Film bien plus riche que la présentation un peu standard qui en est fait dans la presse.
Le début expose de façon à la fois clinique et empathique le travail des entraineuses dans les boîtes de strip-tease, métier qu'exerce Ani. Aussi bien les espaces ouverts aux clients, et notamment une rangée de semi cabines où les filles se trémoussent sur l'entrejambe d'hommes affalés, que les coulisses et ce qui pourrait être une salle de repos. Appâter le client, le faire dépenser, le faire rêver et lui faire glisser des billets dans la ceinture du string, tel est le métier d'Ani. Ce n'est ni idéalisé ni glauque. Les filles vivent du désir des hommes, sont copines ou garces, et les rapports entre le propriétaire de la boîte et elles ne sont pas univoques.
La seconde partie fait débarquer Ivan, fils d'oligarque russe désœuvré, qui mène une vie dissipée avec une poignée d'amis. Il incarne une forme d'innocence naïve et égoïste, remarquablement bien filmée.
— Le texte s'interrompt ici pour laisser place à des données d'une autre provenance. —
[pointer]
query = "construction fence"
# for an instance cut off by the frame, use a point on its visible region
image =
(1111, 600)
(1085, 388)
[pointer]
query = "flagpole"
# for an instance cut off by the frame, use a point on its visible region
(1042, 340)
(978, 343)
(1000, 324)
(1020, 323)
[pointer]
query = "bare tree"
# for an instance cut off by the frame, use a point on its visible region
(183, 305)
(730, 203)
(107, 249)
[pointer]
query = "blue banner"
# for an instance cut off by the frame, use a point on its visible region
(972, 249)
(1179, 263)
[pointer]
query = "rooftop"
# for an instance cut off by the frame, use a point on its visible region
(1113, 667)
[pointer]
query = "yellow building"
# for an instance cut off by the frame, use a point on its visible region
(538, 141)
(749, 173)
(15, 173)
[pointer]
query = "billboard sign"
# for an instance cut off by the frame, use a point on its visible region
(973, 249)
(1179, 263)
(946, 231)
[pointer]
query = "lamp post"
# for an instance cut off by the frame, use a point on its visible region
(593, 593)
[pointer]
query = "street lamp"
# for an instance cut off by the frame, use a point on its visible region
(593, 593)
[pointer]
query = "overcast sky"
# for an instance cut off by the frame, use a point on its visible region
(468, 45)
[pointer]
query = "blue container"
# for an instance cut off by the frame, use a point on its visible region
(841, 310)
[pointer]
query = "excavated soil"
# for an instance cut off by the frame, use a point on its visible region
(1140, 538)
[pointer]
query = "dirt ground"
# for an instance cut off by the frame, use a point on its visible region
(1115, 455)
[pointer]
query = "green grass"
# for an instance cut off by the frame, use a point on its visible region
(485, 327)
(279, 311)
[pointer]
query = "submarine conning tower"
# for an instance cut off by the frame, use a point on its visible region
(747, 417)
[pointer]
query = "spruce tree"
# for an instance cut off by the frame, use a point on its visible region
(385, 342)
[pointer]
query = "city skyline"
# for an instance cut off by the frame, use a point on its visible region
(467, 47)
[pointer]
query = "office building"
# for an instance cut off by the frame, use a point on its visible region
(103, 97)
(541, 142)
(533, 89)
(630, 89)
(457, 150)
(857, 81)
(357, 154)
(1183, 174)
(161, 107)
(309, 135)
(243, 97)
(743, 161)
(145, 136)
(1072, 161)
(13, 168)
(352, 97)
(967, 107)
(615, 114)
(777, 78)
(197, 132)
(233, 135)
Son visage pourrait figurer sur une fresque de la Renaissance - période riche en parvenus et fils de parvenus oisifs.... Ani et l’insouciant Ivan vont s'attacher l'un à l'autre et même se marier à Las Vegas.
Malheureusement, les parents d'Ivan vont l'apprendre, et sa mère, furieuse, va mobiliser leur relais local, un pope, qui était chargé de veiller sur lui. S'ouvre alors une séquence très différente de ce que la presse laisse penser. Deux sbires envoyés par le pope, qui les rejoindra rapidement, viennent mettre le holà à l'aventure. Mais les choses ne se passent pas comme espéré, et le trio, qui embarque Ani, se lance à la recherche du jeune marié, questionnant ses amis et explorant tous les lieux qu'il a l'habitude de fréquenter. Traque ou plutôt errance nocturne, parsemée d'embûches, menée dans le froid, qui finit par trouver Ivan, grâce à Ani.
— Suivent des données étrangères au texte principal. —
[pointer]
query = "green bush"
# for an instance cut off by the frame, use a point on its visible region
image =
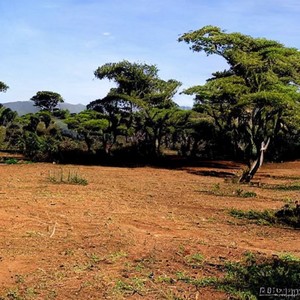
(287, 215)
(70, 177)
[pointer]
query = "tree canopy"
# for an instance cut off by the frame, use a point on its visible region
(138, 86)
(3, 87)
(47, 100)
(256, 96)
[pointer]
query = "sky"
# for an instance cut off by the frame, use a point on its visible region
(56, 45)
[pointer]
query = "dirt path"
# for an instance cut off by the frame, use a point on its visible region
(130, 230)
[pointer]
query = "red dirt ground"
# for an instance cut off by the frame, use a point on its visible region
(131, 232)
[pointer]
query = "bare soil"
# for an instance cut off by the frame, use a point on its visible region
(132, 232)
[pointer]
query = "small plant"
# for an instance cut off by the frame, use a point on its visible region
(245, 194)
(285, 187)
(265, 217)
(11, 161)
(194, 260)
(287, 215)
(70, 177)
(251, 277)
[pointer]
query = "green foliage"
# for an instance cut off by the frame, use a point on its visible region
(3, 87)
(288, 215)
(67, 177)
(256, 98)
(254, 273)
(47, 100)
(11, 161)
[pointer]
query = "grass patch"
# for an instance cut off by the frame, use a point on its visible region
(285, 187)
(67, 177)
(11, 161)
(255, 277)
(288, 215)
(229, 191)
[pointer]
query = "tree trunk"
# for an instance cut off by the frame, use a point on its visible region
(247, 176)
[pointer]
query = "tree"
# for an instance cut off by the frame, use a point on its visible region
(3, 87)
(139, 90)
(254, 99)
(47, 100)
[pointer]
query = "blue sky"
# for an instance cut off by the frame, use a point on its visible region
(56, 45)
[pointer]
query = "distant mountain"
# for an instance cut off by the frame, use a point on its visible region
(26, 107)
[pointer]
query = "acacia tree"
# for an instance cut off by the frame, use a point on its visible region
(254, 99)
(47, 100)
(3, 87)
(130, 105)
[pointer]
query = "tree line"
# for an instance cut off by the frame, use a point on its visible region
(240, 113)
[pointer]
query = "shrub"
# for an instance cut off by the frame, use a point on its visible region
(70, 177)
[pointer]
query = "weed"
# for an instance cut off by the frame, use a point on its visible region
(194, 260)
(11, 161)
(131, 286)
(266, 217)
(12, 294)
(285, 187)
(252, 275)
(288, 215)
(69, 178)
(113, 257)
(166, 279)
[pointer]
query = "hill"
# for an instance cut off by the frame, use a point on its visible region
(25, 107)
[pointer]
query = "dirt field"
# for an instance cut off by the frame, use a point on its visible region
(131, 232)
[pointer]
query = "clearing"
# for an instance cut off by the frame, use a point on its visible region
(132, 232)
Après une première tentative spectaculairement ratée de faire annuler le mariage à New York, les parents débarquent. La mère et sa nouvelle belle-fille s'affrontent à armes inégales, et cela va se conclure par l'annulation du mariage à Las Vegas.
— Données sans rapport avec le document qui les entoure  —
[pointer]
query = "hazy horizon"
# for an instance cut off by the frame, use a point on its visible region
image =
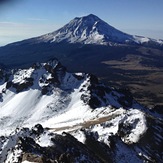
(21, 20)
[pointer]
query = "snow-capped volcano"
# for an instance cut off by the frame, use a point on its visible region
(92, 30)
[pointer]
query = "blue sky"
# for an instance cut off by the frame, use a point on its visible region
(21, 19)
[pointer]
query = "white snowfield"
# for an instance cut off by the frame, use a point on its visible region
(62, 109)
(92, 30)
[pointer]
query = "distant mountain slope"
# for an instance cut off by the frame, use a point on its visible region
(102, 123)
(91, 30)
(89, 44)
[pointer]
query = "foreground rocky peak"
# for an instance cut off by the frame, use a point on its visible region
(91, 115)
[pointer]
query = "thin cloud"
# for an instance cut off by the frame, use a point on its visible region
(37, 19)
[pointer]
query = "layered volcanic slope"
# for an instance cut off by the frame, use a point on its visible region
(48, 114)
(90, 29)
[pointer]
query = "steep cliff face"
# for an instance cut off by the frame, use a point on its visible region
(100, 123)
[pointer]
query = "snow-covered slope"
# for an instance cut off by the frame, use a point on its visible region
(91, 30)
(75, 103)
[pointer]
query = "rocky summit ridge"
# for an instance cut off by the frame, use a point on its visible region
(50, 115)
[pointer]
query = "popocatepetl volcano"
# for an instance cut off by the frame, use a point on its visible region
(91, 29)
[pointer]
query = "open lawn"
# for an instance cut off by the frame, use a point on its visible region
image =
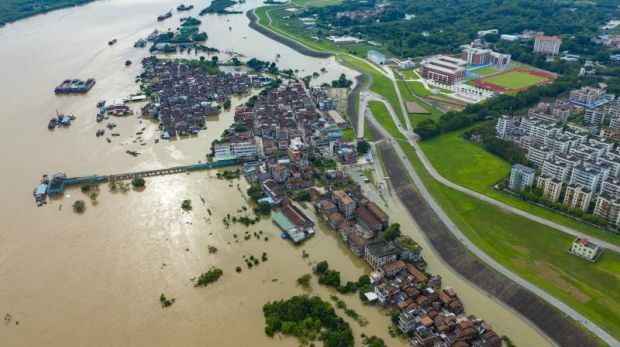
(418, 88)
(471, 166)
(410, 74)
(489, 70)
(415, 118)
(349, 134)
(464, 163)
(536, 252)
(515, 80)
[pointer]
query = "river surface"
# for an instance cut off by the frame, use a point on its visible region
(95, 279)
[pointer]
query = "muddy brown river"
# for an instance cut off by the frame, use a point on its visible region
(94, 279)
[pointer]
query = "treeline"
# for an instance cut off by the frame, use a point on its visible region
(12, 10)
(308, 319)
(495, 107)
(447, 24)
(505, 149)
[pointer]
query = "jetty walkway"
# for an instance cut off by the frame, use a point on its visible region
(60, 181)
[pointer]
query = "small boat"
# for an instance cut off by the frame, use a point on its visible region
(182, 7)
(163, 17)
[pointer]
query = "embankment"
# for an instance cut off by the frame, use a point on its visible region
(287, 42)
(548, 319)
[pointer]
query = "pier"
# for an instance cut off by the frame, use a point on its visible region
(60, 181)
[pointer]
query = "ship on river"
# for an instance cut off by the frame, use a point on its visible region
(74, 86)
(163, 17)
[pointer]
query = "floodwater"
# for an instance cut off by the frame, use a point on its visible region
(95, 278)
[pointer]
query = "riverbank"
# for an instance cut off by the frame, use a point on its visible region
(539, 312)
(321, 47)
(289, 43)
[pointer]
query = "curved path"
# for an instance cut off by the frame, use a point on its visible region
(411, 137)
(413, 140)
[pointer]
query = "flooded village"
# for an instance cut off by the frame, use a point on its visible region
(128, 247)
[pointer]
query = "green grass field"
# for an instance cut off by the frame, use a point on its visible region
(515, 80)
(349, 134)
(418, 88)
(470, 166)
(536, 252)
(489, 70)
(410, 74)
(463, 162)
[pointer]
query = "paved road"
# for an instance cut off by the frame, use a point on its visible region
(429, 167)
(413, 140)
(472, 247)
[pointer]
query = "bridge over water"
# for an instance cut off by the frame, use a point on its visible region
(60, 181)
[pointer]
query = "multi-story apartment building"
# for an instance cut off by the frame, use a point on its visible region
(577, 197)
(608, 207)
(587, 176)
(539, 154)
(551, 187)
(547, 45)
(557, 169)
(588, 96)
(521, 177)
(505, 126)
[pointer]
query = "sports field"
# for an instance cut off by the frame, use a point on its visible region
(489, 70)
(514, 80)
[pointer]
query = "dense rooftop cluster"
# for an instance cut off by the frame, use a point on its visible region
(184, 95)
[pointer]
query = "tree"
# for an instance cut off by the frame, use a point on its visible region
(392, 232)
(321, 267)
(304, 280)
(264, 208)
(79, 206)
(362, 147)
(138, 182)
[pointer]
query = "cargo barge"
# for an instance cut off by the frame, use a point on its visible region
(75, 86)
(163, 17)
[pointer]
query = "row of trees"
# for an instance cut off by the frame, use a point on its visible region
(447, 24)
(503, 104)
(308, 319)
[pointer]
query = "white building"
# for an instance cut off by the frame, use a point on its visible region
(539, 154)
(235, 150)
(586, 249)
(505, 126)
(577, 197)
(547, 45)
(521, 176)
(376, 57)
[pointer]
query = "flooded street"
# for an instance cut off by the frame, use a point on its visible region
(95, 279)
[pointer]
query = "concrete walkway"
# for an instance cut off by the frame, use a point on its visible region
(411, 137)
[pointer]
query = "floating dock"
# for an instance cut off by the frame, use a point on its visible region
(59, 182)
(74, 86)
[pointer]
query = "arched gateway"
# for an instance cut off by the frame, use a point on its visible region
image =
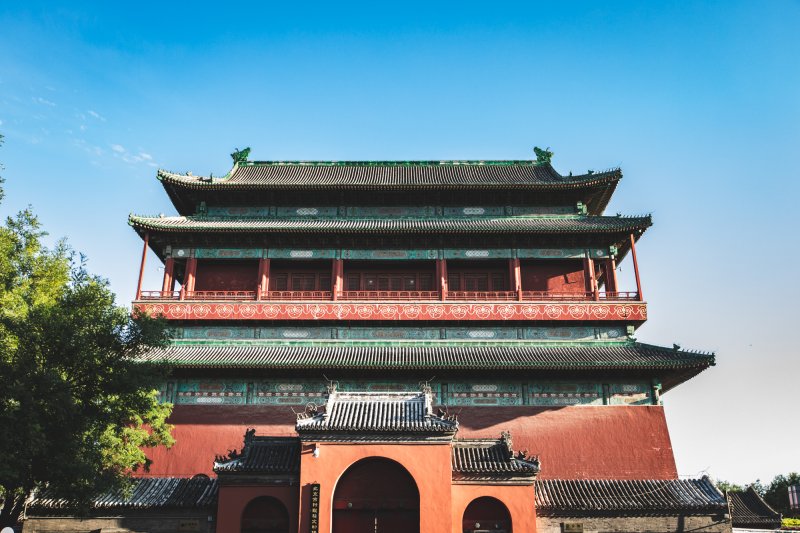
(265, 515)
(376, 495)
(487, 514)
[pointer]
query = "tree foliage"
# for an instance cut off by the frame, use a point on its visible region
(76, 407)
(775, 493)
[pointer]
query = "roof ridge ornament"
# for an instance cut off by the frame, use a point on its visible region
(240, 156)
(543, 156)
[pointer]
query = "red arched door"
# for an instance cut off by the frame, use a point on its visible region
(376, 495)
(487, 515)
(265, 515)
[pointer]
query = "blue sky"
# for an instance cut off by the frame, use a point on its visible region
(698, 102)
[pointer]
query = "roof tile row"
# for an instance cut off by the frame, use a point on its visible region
(498, 356)
(571, 497)
(390, 174)
(536, 224)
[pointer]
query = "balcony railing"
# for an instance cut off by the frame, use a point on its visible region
(388, 295)
(297, 295)
(481, 296)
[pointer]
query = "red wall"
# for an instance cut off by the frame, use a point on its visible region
(602, 442)
(553, 275)
(234, 498)
(226, 275)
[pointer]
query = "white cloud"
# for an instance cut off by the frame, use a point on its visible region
(40, 100)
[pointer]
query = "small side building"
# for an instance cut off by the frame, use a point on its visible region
(749, 512)
(153, 505)
(580, 506)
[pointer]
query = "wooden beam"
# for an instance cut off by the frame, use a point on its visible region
(337, 275)
(611, 275)
(636, 270)
(141, 266)
(263, 278)
(592, 279)
(441, 271)
(189, 276)
(515, 277)
(169, 277)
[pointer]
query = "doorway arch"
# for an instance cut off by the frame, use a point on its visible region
(265, 515)
(376, 495)
(487, 514)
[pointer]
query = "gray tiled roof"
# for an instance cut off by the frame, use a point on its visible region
(493, 457)
(147, 493)
(534, 224)
(377, 412)
(586, 356)
(749, 510)
(580, 497)
(266, 455)
(389, 174)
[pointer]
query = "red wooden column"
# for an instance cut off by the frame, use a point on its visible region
(169, 278)
(515, 276)
(337, 278)
(263, 278)
(636, 269)
(611, 275)
(588, 267)
(141, 266)
(189, 277)
(441, 272)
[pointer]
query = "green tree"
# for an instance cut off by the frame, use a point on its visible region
(776, 494)
(77, 408)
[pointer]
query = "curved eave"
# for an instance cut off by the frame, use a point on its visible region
(511, 225)
(200, 183)
(672, 366)
(599, 186)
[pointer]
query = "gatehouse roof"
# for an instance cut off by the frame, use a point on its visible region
(749, 510)
(482, 458)
(266, 455)
(145, 493)
(580, 497)
(376, 412)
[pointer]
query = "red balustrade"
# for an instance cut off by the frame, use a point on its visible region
(481, 296)
(220, 295)
(389, 295)
(296, 295)
(630, 296)
(561, 296)
(160, 295)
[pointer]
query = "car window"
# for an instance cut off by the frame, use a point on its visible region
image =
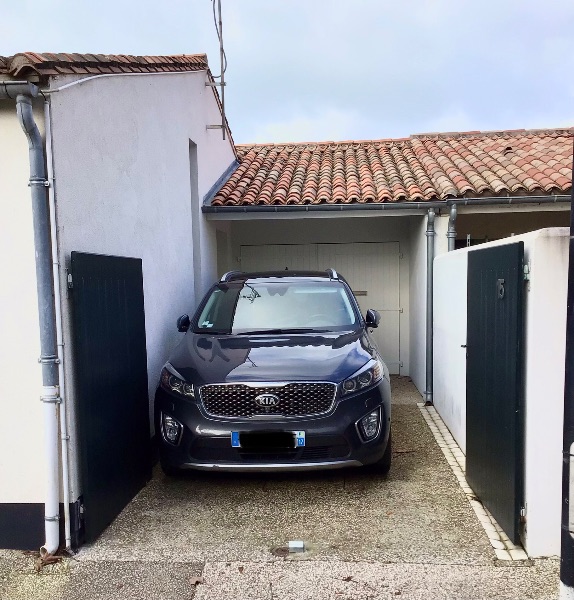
(245, 307)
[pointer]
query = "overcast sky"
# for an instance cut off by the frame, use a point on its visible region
(311, 70)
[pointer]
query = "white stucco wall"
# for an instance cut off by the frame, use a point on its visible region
(449, 373)
(21, 457)
(546, 251)
(123, 187)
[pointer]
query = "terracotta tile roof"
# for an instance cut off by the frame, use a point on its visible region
(422, 167)
(26, 63)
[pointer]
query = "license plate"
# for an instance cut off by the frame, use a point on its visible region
(277, 439)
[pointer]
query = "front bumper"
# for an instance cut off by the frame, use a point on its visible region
(331, 440)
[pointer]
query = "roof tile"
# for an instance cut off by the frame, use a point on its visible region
(26, 63)
(422, 167)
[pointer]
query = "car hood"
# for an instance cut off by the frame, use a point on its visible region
(202, 359)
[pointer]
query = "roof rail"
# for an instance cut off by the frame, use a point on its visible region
(227, 276)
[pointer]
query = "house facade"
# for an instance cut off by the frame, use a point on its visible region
(362, 208)
(132, 155)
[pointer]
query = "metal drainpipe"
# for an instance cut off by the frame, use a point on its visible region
(24, 92)
(430, 233)
(567, 517)
(451, 232)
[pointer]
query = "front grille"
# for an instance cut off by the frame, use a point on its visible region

La dernière partie va conclure un autre fil narratif que l'on a vu se développer au fil des péripéties, avec une scène qui mêle sexe, reconnaissance et libération de la tension qui s'est accumulée chez Ani.
Sur une trame assez simple et conventionnelle, le réalisateur évite à chaque moment la caricature, le cliché, le déjà vu. Le travail des entraîneuses est présenté sans voyeurisme, sans paillettes et sans mépris, et Ani ne cesse de rappeler qu'elle n'est pas une prostituée. De fait, quand elle va passer une semaine dans la maison d'Ivan, elle doit prendre un congé. Et même si elle négocie un cachet, elle se donne volontairement à ce jeune post-adolescent attachant à qui elle essaie d'apprendre à mieux faire l'amour. On s'attend à une course poursuite menée par des tueurs bêtes et méchants dans le style Fargo, on a une laborieuse recherche nocturne du disparu par des hommes ordinaires et bien peu familiers de la violence, dont on comprend que ce n'est pas la première fois qu'ils doivent remettre Ivan sur le droit chemin. Ivan ne fréquente pas d'autres fils d'oligarques et des jet-setters, mais des gens simples et sans histoires, qui l'aident à ne pas grandir. On s'attend à voir apparaître un oligarque brutal (les conversations téléphoniques du pope laissent cependant penser que c'est Madame qui porte la culotte), on a un couple soucieux de voir leur fils parti à l'étranger incapable de sortir d'une enfance trop choyée et furieux de l'atteinte à leur réputation.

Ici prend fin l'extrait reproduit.